Lebih lanjut, Sam Landon (1998) menyatakan bahwa disamping potensinya, model pengembangan masyarakat juga memiliki resiko dan kendala. Masyarakat umumnya merupakan kesatuan heterogen (berbeda dalam hal jenis kelamin, umur, kondisi ekonomi, status sosial, grup politik, dan sebagainya). Dimana mereka saling berkompetisi dan memiliki konflik kepentingan masing-masing.

Bagi Indonesia, dengan diberlakukannya UU No. 22 dan UU No. 25 tahun 1999 mengenai Otonomi Daerah dan Perimbangan Keuangan antara Pusat dan

Daerah berimplikasi luas dalam sistem perencanaan pembangunan di wilayah-wilayah. Kebijaksanaan desentralisasi melalui otonomi daerah sebenarnya memberi isyarat tentang pentingnya pendekatan pembangunan berbasis pemberdayaan dalam rangka pengembangan masyarakat lokal (locality development) dan wilayah (regional development) dibanding dengan pendekatan sektoral dan terpusat. Dengan kata lain, kebijakan otonomi daerah mendorong dilakukannya pengembangan masyarakat lokal dan wilayah.

Paradigma baru pengembangan di tingkat lokal dan wilayah pada saat ini didasarkan kepada prinsip-prinsip pembangunan yang menekankan aspek-aspek berikut:

1. Mengutamakan peran-serta (participation) masyarakat dan memprioritaskan untuk menjawab kebutuhan hidup masyarakat setempat. Pemerintah sebaiknya lebih berperan sebagai fasilitator pembangunan daripada sebagai inisiator dan pelaksana.

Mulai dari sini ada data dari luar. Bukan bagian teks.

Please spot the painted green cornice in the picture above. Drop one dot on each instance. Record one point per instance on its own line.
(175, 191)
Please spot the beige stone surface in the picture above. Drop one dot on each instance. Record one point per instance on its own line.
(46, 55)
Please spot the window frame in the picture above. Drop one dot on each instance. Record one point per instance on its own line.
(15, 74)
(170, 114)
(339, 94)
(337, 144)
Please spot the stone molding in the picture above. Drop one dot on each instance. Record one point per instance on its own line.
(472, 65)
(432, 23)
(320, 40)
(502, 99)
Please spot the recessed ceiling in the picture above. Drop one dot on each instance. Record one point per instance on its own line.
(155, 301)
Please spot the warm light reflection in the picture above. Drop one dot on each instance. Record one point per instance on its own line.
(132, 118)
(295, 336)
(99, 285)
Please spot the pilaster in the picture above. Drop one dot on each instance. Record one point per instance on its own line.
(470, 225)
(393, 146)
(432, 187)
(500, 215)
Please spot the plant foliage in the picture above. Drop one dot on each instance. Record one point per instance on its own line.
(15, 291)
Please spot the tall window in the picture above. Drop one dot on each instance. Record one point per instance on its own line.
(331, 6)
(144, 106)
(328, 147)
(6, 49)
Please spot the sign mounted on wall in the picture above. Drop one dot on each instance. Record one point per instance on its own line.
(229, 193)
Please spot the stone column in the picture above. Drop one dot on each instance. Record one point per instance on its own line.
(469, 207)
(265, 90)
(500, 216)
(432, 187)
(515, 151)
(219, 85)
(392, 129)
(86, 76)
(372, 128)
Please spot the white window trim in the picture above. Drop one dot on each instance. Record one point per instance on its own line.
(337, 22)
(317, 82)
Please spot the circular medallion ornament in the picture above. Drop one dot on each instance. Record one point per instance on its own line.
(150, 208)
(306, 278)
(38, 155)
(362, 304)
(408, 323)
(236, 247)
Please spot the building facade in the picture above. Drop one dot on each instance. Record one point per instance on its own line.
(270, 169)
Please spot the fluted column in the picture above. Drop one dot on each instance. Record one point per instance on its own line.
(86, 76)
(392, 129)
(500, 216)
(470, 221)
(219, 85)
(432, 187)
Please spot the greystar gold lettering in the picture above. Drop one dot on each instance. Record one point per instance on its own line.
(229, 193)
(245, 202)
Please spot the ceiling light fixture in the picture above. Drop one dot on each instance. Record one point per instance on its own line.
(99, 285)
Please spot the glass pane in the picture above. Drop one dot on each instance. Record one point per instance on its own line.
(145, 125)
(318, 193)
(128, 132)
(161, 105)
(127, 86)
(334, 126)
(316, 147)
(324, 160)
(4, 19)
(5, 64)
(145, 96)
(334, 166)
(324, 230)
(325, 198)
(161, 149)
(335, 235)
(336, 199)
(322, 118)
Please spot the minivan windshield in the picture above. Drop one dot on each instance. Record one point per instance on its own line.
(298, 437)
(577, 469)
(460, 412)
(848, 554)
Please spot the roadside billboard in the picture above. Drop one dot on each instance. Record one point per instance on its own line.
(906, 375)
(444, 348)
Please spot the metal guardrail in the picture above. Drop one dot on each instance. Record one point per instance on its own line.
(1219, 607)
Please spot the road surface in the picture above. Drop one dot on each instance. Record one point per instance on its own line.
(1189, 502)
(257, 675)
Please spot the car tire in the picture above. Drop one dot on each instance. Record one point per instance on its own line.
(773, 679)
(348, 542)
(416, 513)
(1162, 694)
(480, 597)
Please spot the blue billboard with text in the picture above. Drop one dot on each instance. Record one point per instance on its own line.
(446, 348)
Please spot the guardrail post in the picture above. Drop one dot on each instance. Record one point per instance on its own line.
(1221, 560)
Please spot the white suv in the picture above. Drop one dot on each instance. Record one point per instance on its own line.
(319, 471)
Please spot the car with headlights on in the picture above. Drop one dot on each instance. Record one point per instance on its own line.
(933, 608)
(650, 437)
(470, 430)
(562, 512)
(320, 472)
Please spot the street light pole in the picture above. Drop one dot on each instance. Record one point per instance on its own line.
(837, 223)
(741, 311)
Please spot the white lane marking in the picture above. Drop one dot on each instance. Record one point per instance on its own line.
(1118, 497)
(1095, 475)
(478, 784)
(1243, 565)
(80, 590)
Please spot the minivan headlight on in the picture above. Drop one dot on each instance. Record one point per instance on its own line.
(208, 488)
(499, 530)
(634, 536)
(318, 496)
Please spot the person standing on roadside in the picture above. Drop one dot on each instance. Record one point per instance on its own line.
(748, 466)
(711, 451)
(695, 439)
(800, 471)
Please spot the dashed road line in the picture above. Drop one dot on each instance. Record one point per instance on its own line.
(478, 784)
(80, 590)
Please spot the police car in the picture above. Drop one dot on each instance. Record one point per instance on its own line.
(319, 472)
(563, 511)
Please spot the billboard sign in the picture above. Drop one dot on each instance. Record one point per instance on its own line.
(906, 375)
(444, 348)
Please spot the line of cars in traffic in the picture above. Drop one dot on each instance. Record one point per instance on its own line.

2. Menekankan aspek proses interaktif dibandingkan pendekatan-pendekatan yang menghasilkan “produk-produk” perencanaan berupa master plan dan sejenisnya.

3. Para pihak (stakeholders) yang berinteraksi bekerjasama secara kolaboratif dengan kedudukan yang setara, dan bebas dan hierarki birokrasi.

Sasaran utama pengembangan masyarakat adalah masyarakat yang terpinggirkan, termasuk kaum perempuan dan anak-anak, juga masyarakat lain yang terabaikan. Namun hal ini tidak menutup kemungkinan bagi orang lain untuk mengikuti kegiatan-kegiatan pemberdayaan. Tahapan-tahapan umum yang digunakan dalam proses pengembangan masyarakat adalah sebagai berikut.

Tahap 1. Seleksi wilayah

Tahap 2. Sosialisasi pengembangan masyarakat

Tahap 3. Proses pengembangan masyarakat, yang terdiri dari:

 Kajian keadaan pedesaan partisipatif

 Pengembangan kelompok

 Penyusunan rencana dan pelaksanaan kegiatan

Tahap 4. Pemandirian masyarakat 1. Seleksi Wilayah

Seleksi wilayah dilakukan sesuai dengan kriteria yang disepakati oleh lembaga, pihak-pihak terkait, dan masyarakat. Penetapan kriteria ini penting agar tujuan lembaga dalam pengembangan masyarakat akan tercapai serta pemilihan lokasi dilakukan sebaik mungkin.